Nascida em Lisboa em 1932, Maria Laura Bettencourt Pires foi aluna de vultos como Vitorino Nemésio na Faculdade de Letras da Universidade de Lisboa e teve depois longa carreira na docência, iniciada na Universidade Nova, onde se doutorou em Estudos Anglo-Portugueses. De início, foi a Inglaterra que a cativou (como o mostra o livro Portugal Visto pelos Ingleses) , mas os Estados Unidos foram ganhando cada vez mais relevo (além de bolseira Fulbright em Georgetown, ensinou na Brown e em Fairfield) e, em 1996, publicou Sociedade e Cultura Norte-Americanas, dois volumes que testemunham a profundidade dos conhecimentos sobre o tal país que tanto admirava.
Depois da Nova e da Aberta, a Católica tornou-se a sua casa, publicando, entre outros, Teorias da Cultura, e mantendo-se em atividade até à doença, como se os 90 anos não pesassem. Deixou pronta a editar a revista digital Gaudium Sciendi, com o editorial que terminou antes de ser hospitalizada (morreu dia 20 em casa, “tranquila”), conta a filha Maria Alexandre.
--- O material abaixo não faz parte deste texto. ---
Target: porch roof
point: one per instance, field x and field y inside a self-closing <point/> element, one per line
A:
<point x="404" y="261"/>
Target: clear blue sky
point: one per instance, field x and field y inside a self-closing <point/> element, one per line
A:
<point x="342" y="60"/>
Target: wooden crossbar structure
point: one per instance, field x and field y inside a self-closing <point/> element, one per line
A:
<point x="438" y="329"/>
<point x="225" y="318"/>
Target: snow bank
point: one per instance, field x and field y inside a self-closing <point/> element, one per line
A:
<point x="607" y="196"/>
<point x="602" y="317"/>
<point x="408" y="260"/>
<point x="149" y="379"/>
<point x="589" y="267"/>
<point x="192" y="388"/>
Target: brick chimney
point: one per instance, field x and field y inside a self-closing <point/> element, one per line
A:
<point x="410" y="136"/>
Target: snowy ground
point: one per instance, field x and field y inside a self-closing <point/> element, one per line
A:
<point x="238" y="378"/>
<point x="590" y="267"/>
Orientadora de múltiplas teses de mestrado e doutoramento, Laura Pires deixou sempre uma impressão duradoura nos que foram alunos ou orientandos. “Tive o privilégio de ter Laura Pires como arguente de uma prova académica; passado algum tempo, generosa como só ela, convidou-me para integrar um grupo de investigação que coordenava na Universidade Católica. Na minha lembrança ficarão a referência académica e, não menos forte, a mulher sensível, solidária, bem-disposta e com um dos mais lindos sorrisos que conheci”, testemunha a docente e investigadora Cândida Cadavez, que foi quem me alertou da morte.